Geographical

Searching for hope

- Graeme Gourlay, Publisher

For most of our lives, the Amazon has played a crucial role in our understand­ing of how we’re looking after our planet. Its sheer size and heft helped it become the symbol of the existentia­l threat we face from the rapacious over-exploitati­on of resources. The very idea that such a vast natural reservoir could be depleted, as we watch on in impotent horror, summed up our urgent need for global, collective action. If we could lose the Amazon, how far behind is the rest of the planet?

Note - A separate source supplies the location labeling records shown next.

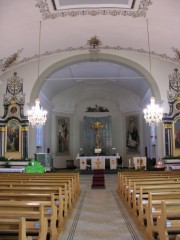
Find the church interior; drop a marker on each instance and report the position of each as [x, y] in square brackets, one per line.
[90, 114]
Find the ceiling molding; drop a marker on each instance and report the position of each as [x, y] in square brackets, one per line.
[70, 49]
[48, 12]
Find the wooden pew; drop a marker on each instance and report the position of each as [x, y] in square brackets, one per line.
[124, 176]
[129, 183]
[152, 212]
[149, 194]
[34, 213]
[29, 196]
[19, 224]
[134, 192]
[60, 196]
[168, 223]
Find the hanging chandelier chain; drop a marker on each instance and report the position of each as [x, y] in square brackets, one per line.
[37, 116]
[39, 53]
[149, 47]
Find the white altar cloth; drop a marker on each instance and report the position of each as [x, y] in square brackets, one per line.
[97, 162]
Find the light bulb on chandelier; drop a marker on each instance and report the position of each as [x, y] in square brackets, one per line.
[153, 113]
[37, 116]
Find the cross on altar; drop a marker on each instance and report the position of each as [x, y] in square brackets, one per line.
[98, 163]
[97, 126]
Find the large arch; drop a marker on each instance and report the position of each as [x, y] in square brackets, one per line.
[94, 56]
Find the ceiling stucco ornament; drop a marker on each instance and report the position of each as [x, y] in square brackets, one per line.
[8, 62]
[48, 12]
[82, 48]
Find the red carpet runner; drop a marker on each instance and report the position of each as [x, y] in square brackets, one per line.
[98, 179]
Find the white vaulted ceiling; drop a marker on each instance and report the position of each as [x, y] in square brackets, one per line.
[69, 24]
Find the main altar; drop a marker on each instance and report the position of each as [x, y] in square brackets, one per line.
[97, 162]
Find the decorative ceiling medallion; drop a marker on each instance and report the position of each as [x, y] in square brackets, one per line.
[49, 11]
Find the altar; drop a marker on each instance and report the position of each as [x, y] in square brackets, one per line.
[97, 162]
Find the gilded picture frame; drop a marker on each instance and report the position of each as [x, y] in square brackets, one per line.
[63, 133]
[13, 140]
[132, 134]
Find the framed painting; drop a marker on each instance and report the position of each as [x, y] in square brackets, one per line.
[177, 134]
[132, 134]
[13, 136]
[63, 130]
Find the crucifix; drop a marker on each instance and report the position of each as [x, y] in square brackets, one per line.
[97, 126]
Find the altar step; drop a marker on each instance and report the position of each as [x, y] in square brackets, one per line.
[98, 180]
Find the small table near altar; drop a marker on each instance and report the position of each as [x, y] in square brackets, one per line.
[97, 162]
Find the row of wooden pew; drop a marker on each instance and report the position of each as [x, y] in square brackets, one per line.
[36, 206]
[154, 200]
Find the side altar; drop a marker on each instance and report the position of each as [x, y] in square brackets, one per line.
[97, 162]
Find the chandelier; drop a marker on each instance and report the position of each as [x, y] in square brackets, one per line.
[37, 116]
[153, 113]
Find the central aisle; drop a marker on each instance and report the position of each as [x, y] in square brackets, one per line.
[99, 214]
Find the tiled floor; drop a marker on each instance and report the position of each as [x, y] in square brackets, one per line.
[99, 214]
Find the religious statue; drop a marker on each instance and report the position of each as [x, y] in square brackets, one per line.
[97, 126]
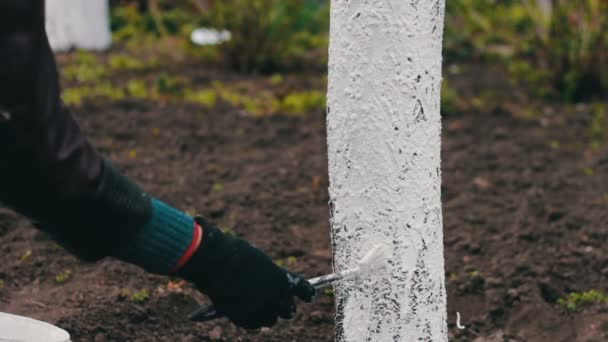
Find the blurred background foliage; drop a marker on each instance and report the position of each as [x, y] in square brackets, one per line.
[549, 50]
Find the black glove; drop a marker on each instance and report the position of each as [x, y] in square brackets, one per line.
[244, 283]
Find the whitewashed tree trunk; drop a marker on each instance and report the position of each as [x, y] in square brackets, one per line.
[83, 24]
[384, 130]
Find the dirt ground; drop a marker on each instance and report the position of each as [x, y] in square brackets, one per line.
[525, 221]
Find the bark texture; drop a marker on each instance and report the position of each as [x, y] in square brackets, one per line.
[384, 130]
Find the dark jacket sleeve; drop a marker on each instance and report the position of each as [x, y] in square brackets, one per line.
[49, 172]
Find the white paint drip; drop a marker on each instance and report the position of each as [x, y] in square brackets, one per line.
[458, 325]
[384, 156]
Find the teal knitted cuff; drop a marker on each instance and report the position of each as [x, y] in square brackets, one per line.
[162, 241]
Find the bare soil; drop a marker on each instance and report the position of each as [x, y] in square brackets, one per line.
[525, 220]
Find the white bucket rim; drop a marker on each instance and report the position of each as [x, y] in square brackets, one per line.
[14, 328]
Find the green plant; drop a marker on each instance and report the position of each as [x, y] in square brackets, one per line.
[560, 50]
[303, 102]
[576, 300]
[597, 126]
[270, 34]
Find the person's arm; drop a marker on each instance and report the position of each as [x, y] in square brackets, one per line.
[51, 173]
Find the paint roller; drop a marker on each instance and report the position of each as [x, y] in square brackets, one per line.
[374, 260]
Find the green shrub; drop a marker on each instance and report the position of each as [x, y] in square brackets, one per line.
[560, 52]
[271, 34]
[576, 300]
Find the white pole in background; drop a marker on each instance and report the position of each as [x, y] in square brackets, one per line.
[83, 24]
[384, 130]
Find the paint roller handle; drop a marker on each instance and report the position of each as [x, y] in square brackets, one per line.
[207, 312]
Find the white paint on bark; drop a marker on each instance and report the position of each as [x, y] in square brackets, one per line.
[83, 24]
[384, 130]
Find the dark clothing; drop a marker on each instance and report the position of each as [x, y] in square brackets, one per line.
[48, 170]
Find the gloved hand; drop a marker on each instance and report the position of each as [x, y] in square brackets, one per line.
[244, 283]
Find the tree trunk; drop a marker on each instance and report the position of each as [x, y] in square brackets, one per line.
[83, 24]
[384, 136]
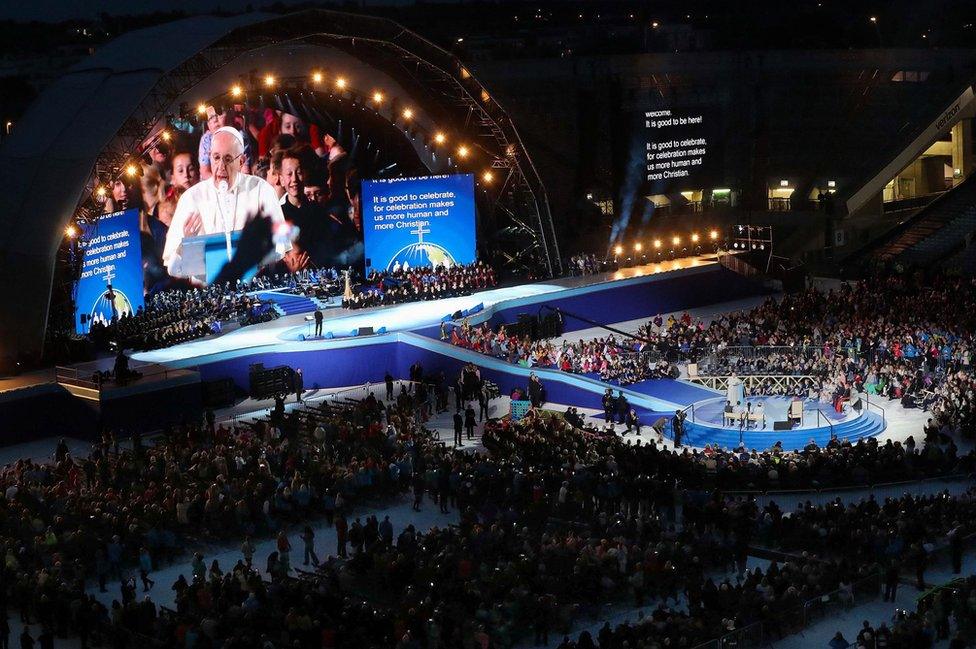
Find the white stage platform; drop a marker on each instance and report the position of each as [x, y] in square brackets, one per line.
[401, 317]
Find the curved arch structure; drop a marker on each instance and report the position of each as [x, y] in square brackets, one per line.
[87, 125]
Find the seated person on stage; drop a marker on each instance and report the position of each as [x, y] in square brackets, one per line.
[738, 412]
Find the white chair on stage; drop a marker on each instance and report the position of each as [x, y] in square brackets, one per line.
[795, 413]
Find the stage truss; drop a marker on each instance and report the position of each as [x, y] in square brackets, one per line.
[517, 207]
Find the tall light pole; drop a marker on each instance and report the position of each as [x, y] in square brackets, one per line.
[877, 29]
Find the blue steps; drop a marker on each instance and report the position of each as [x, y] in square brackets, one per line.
[681, 392]
[289, 304]
[867, 425]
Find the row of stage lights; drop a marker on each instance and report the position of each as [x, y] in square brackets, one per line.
[134, 170]
[658, 244]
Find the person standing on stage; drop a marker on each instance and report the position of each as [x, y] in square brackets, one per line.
[299, 385]
[483, 403]
[622, 407]
[469, 421]
[608, 403]
[458, 428]
[678, 427]
[633, 422]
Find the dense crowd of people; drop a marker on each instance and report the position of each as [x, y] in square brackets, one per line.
[405, 284]
[175, 316]
[555, 521]
[878, 337]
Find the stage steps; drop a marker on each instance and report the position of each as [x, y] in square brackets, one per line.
[289, 303]
[867, 425]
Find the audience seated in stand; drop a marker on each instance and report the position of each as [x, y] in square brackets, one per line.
[405, 284]
[176, 316]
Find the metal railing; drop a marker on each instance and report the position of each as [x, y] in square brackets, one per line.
[955, 483]
[753, 381]
[83, 375]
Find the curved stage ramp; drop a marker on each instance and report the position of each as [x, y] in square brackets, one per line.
[412, 336]
[706, 425]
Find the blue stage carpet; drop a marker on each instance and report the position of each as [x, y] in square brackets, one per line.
[678, 392]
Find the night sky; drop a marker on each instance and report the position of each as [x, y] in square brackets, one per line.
[59, 10]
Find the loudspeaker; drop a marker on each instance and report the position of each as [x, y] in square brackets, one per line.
[218, 393]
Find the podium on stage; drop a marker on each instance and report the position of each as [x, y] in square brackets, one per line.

Hopes were high as the rate of deforestat­ion started to dip at the turn of the century. But the election of Jair Bolsonaro in Brazil five years ago quickly dashed such optimism. This month, Mark Rowe looks at the challenges Luis Inácio Lula da Silva faces on his return to power to mitigate the destructio­n of recent years ( see Page 28). We all watch anxiously to see how the older, hopefully wiser Lula fares. Hope, sadly, is in shorter supply for the Rohingya people trapped in a vast complex of refugee camps in Bangladesh after fleeing genocide in their home across the Naf River in Myanmar. Writer and photograph­er Gabriele Cecconi first visited the camps in 2018 to document the dramatic and brutal exodus. He returned last year to see how nearly a million people have fared in the interim ( see Page 44). While there have been some essential improvemen­ts in their condition, the grim truth is that the world’s largest refugee site is turning into a camp of despair. To compound their plight, in March this year, the United Nations cut the ration allowance it gives the camp inhabitant­s by US$2 per person due to a US$125 million shortfall in its aid budget!